Behind the Paper

Rethink Sparsity from the bottom

This story will explain why sparse AI Is so hard and how we’re fixing It with brain-inspired hardware.

Sparsity is an intrinsic property of synaptic connections in the human brain. During development, more than half of all synapses are pruned in a fine-grained and unstructured manner. This pruning process is one of the key factors behind the brain’s remarkable energy efficiency.

Inspired by this, the concept of sparse neural networks was proposed as early as the 1990s. In theory, sparsity could improve energy efficiency by up to two orders of magnitude. It has since become one of the mainstream approaches to model compression and efficiency in AI.

But decades later, we still haven’t fully realized its theoretical promise. Why? The main reason lies in the mismatch between sparse neural networks and existing hardware. If we use the game of Jenga as an analogy: the brain is natively sparse — like a structure with a lot of gaps — while our AI hardware is natively dense, like a tightly stacked tower. So mapping sparsity onto dense hardware inevitably involves a cumbersome process: telling the hardware which parts need to be computed, and which can be skipped.

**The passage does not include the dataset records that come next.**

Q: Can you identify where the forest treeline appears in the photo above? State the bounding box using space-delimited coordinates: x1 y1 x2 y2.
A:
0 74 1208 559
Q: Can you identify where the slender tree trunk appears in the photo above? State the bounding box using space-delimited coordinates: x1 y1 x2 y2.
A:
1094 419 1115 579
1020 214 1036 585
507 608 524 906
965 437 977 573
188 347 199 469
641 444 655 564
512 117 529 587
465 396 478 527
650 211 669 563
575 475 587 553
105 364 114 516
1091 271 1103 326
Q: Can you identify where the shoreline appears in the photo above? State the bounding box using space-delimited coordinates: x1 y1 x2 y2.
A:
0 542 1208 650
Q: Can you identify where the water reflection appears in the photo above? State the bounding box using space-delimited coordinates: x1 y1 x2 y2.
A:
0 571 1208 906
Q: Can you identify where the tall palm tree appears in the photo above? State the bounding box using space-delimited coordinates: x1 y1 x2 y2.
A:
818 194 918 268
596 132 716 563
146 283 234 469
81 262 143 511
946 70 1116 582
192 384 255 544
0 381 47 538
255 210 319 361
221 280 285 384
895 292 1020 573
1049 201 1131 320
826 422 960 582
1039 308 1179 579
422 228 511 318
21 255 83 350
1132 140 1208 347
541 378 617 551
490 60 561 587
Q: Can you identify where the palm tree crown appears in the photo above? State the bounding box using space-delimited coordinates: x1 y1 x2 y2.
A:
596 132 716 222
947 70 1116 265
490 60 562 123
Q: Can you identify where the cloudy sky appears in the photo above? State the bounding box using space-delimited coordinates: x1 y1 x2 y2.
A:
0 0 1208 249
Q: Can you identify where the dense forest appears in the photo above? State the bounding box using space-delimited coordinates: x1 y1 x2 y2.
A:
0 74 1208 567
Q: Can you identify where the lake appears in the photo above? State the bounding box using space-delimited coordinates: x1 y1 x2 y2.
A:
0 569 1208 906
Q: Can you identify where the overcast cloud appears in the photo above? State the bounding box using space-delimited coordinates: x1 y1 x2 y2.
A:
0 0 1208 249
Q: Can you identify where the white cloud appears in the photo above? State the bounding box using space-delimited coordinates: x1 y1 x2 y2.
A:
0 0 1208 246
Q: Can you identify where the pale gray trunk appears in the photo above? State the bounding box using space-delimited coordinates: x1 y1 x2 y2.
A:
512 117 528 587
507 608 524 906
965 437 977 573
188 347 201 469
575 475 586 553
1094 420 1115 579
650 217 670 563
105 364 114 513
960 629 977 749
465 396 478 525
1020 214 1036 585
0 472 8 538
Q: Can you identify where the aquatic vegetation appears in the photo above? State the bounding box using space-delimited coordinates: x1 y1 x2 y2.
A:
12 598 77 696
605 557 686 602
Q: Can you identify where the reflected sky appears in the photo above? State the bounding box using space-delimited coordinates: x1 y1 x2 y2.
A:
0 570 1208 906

Sparse Human Brain vs. Sparse Neural Network

The Hidden Cost: Indexing

Let’s add some technical detail. This process of telling hardware where the important weights are is called indexing. In sparse neural networks, more than 90% of weights can often be pruned. But because the remaining weights are distributed in irregular, unstructured patterns, accessing them requires repeated memory reads and writes. This indexing process consumes most of the system’s energy and latency budget.

In the era of dense networks, we talked about the von Neumann bottleneck — separation of memory and computation. Now, in the sparse era, indexing has become the new bottleneck.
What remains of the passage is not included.